Rania Mona Zeid Alqaralleh is a PhD candidate in the Department of Civil Engineering at the University of Ottawa, Canada. Her doctoral work investigates the thermophilic and hyper-thermophilic anaerobic co-digestion of thickened waste activated sludge and fat oil and grease (FOG), liquid portion of FOG (L-FOG) and organic fraction of municipal solid waste (OFMSW). Her research aims to improve the biogas production from solid organic waste using different waste combinations, pretreatment methods and thermal enhanced treatment.

Abstract

In the light of climate change, environmental challenges and raising demand on energy, the quest toward developing renewable energy has become an urgent necessity. Renewable energy industries, investments, and related policies have been developed incredibly fast in the recent years [1]. A potential renewable energy source is biogas harvested from different types of organic wastes. Anaerobic digestion (AD) is one of the leading methods applied for generating biogas from organic waste. However, the biogas utilization in wastewater treatment plants (WWTPs) is still limited; for example, in the US less than 10% of the WWTPs produce biogas for beneficial use such as heat and power generation [2]. The WWTPs industry is facing real challenges in deploying the biogas production and utilization, such as; the slow biogas generation rate during the AD process, the low energy content (methane%) of the biogas, and the costs to upgrade the biogas [2,3]. In this study the anaerobic co-digestion of thickened waste activated sludge (TWAS) and the suitable organic wastes will be used to overcome some of the significant economic challenges by improving the AD process, increasing the biogas production with higher methane content, and reducing the final volume of waste.

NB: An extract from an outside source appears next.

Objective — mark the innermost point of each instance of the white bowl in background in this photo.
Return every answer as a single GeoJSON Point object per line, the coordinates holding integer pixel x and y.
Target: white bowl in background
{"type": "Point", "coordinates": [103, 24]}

The feasibility of using hyper-thermophilic anaerobic co-digestion of TWAS, organic fraction of municipal solid waste (OFMSW), and fat, oil and grease (FOG) in producing biogas from solid waste will be established. The hyper-thermophilic co-digestion at high temperature (70ᵒC) has the potential to improve the anaerobic degradation of the organic waste mixture [4]. Whereas the use of OFMSW and FOG with the right concentrations will not only improve the C: N ratios in the digestion mixture leading to a significant increase in biogas production, but it also helps in converting these organic waste streams from landfills and that means increasing the lifespan of existing landfills and improving the sustainable development by improving waste to energy conversion.